Pensez-vous que la part magique que véhicule le blues ajoutait quelque chose à votre fascination pour cette musique, vous qui vous êtes sérieusement intéressé à l’occulte ?
L’occulte, j’ai découvert ça vers 15 ans, un moment où effectivement la guitare était déjà pour moi plus qu’un instrument. Mais je n’étais pas conscient de toute cette mystique, même si un soir j’ai vu John Lee Hooker sur scène et j’ai senti ce pouvoir qui l’habitait, incroyable, presque surnaturel.
On dit que Robert Johnson avait pactisé avec le diable pour devenir un champion de la guitare. On a dit la même chose à propos de vous.
On a dit beaucoup de choses. Robert Johnson était sans doute le plus complet de tous les bluesmen, avec Muddy Waters, chez qui on trouve aussi ce rapport permanent au surnaturel avec la présence du “mojo”.
Pouvez-vous me parler de cette première répétition à Soho avec John Paul, Robert Plant et John Bonham alors que vous n’étiez pas encore Led Zeppelin mais les New Yardbirds ?
C’était mon initiative. C’est moi qui formais ce groupe. J’avais les chansons. J’avais une idée précise de la manière dont elles devaient sonner. Ayant tourné aux Etats-Unis avec les Yardbirds, je savais exactement ce qui pouvait marcher. J’étais conscient qu’il me fallait un batteur hors normes et un chanteur qui puisse naviguer à travers différents répertoires, folk, blues, rock. Avant de répéter, j’ai invité Robert chez moi. Je lui ai joué certains de mes disques, surtout de blues et de folk, pour le familiariser avec l’esthétique recherchée. C’est lui qui m’a mis sur la piste de Bonzo (John Bonham), que je suis allé voir jouer alors qu’il accompagnait Tim Rose. Passé le premier morceau, je savais que j’avais déniché la perle rare. John Paul Jones a complété l’organigramme et en l’espace de quelques semaines Led Zeppelin a décollé. Les répétitions ont eu lieu en septembre 1968, le premier album a été enregistré en octobre, en quelques heures, avec une efficacité presque impitoyable. En janvier, nous étions en tournée aux Etats-Unis, où tout a explosé. Ce fut comme un big-bang. Nous n’étions rien et soudain nous sommes devenus énormes !
Vous êtes très critique à propos de la plupart des biographies consacrées à Led Zeppelin. Pensez-vous qu’elles accordent trop d’importance aux à-côtés du groupe par rapport à la musique ?
Je suis critique à l’égard de tous ces livres ! Tout le monde veut faire du fric sur le dos de Led Zeppelin ! L’important reste la musique, pas les ragots. D’autant que les versions varient d’un livre à l’autre !

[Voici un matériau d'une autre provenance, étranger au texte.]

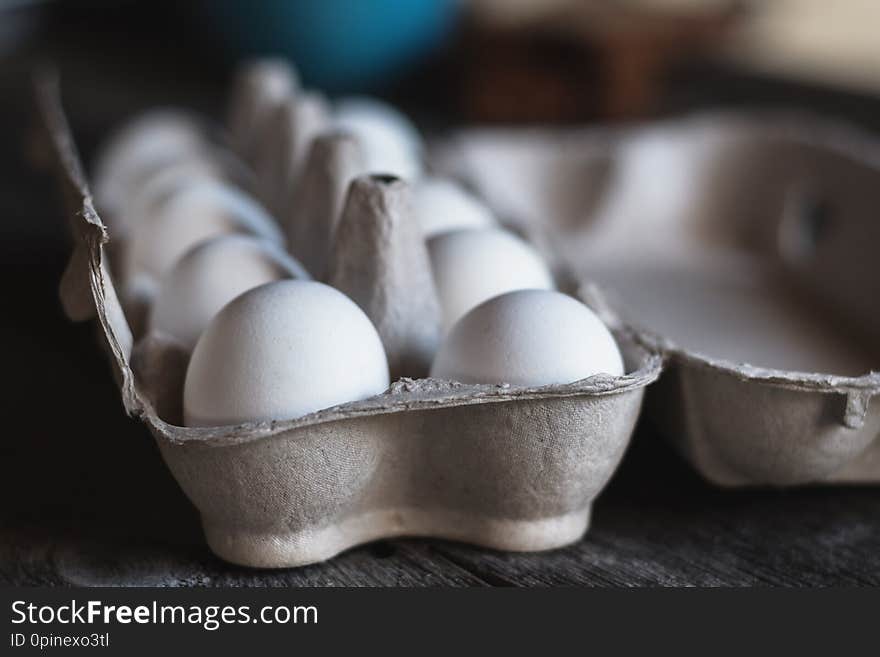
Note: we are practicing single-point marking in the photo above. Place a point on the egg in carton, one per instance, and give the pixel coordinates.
(503, 466)
(743, 247)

Vous prétendriez que tout ce qui s’est passé autour du groupe n’a en fait jamais existé ? Les hôtels dévastés, les groupies à la chaîne, certaines mineures, certaines maltraitées, les intimidations du management ?
Je vais vous dire. J’entends souvent des gens me dire “J’ai grandi avec Led Zeppelin” et je leur réponds “Moi aussi !” Nous avions 20 ans et tout ce qui nous est arrivé fut si soudain… Aujourd’hui, il me semble qu’il est plus pertinent de discuter de la qualité des morceaux que de la longueur de ma zigounette, non ?
En fan indéfectible, j’aurais tendance à dire que la manière dont Led Zeppelin a mené sa carrière, parfois par-delà le bien et le mal, avait pour conséquence d’alimenter la musique en énergie brute et en émotions dantesques…
J’approuve à 100 % ! Il faut se souvenir qu’à l’époque nous donnions des concerts de trois heures. Il suffit de voir le nombre de dates honorées rien qu’en 1969 pour avoir le vertige ! Ces concerts exigeaient une telle énergie qu’il nous est arrivé d’en annuler certains parce que nous avions trop fait la fête la veille. Mais c’est resté exceptionnel. Notre garde-fou, c’était le public et notre devoir envers lui. Personne ne peut contester le professionnalisme dont a fait preuve le groupe tout au long de sa carrière. Je trouve que cet aspect est trop souvent minimisé par rapport aux spéculations salaces.
Avant de former Led Zeppelin, vous avez travaillé comme musicien de studio pour Little Richard, Burt Bacharach, les Kinks, Johnny Hallyday, Françoise Hardy, Marianne Faithfull, etc. Peut-on en déduire que votre capacité à composer des morceaux tels que Stairway to Heaven, unique par sa structure et son étonnante progression mélodique, provient de cette période au service de gens aussi différents ?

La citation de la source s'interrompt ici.